We hear a lot about autism, officially known as autism spectrum disorder (ASD). In fact some people believe there is an autism epidemic, though that claim is certainly controversial. Regardless, there is no refuting the fact that we are more aware of autism now than ever before.
We talk about early diagnosis, support and treatment, and how to best help those who are, as we say, “on the spectrum.” Usually, we are talking about children or young people. But what about those over 50 (including those who might have been diagnosed in recent years because autism was rarely diagnosed when they were children) who are searching for support as they age?
We are largely dealing with unchartered territory. There is a shortage of research on older adults with ASD and a lack of viable plans for short-term and long-term care, even though this demographic is a growing population. Indeed, the needs of those with ASD vary greatly. Those with severe ASD might be nonverbal and need assistance with all activities of daily living, while others with milder ASD are capable of caring for themselves.
Life expectancy rates in the Unites States are increasing, and that includes the lifespans of those with ASD. A recent article published in the American Journal of Autism found there is much discussion about how scarce the research is on ASD in older adults. Researchers conducted a study of 45 people who either cared for people with ASD or had the disorder themselves. Participants were most concerned about long-term management, diagnosis and awareness of ASD in relation to aging. They also identified major concerns about care, and expressed the need for person-centered care as well as long-term support and care in their communities. Many difficulties faced by older people with ASD were identified, such as social isolation, social problems, issues with communication, problems with finances, lack of support with personal care, lack of advocacy, inadequate health care and housing, and lack of job availability.
So many concerns!

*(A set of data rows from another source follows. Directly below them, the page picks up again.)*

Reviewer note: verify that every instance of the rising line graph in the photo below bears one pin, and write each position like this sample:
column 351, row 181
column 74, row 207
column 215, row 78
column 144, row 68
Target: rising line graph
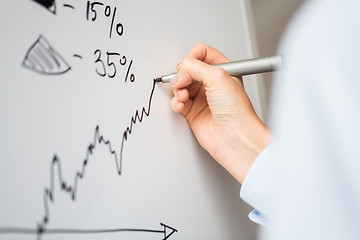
column 71, row 189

While all elderly people should have access to social activities, housing, preventive healthcare, and work if appropriate, it is clear that those with autism have additional needs. Given the fact that special education services end when an individual turns 21 years of age, there is a big gap in services available for young adults all the way into old age. We have a lot of work to do!

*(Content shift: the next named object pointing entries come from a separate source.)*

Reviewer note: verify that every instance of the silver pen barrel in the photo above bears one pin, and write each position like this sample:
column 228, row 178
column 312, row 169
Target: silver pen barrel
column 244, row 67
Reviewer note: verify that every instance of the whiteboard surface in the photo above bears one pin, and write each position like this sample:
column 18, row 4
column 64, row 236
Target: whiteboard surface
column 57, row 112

It’s complicated because, as mentioned before, those with ASD have varying needs. Still, as the above study notes, adult-specific programs may include supporting the transition from secondary education into a school or work program, vocational training, and discussing living independently. While children’s treatment involves providers and parents making medical and social decisions, goals for adults are more geared toward the patient and require more individual quality-of-life decisions including management of symptoms and self-acceptance. Indeed, when possible, those with ASD can learn to be their own advocates, perhaps alongside adults with ASD who have already become successful self-advocates.
As new programs and support services are hopefully created and developed in the years to come, we should not lose sight of the most basic, and important, right. Those with ASD, like all of us, deserve to be treated with respect and dignity.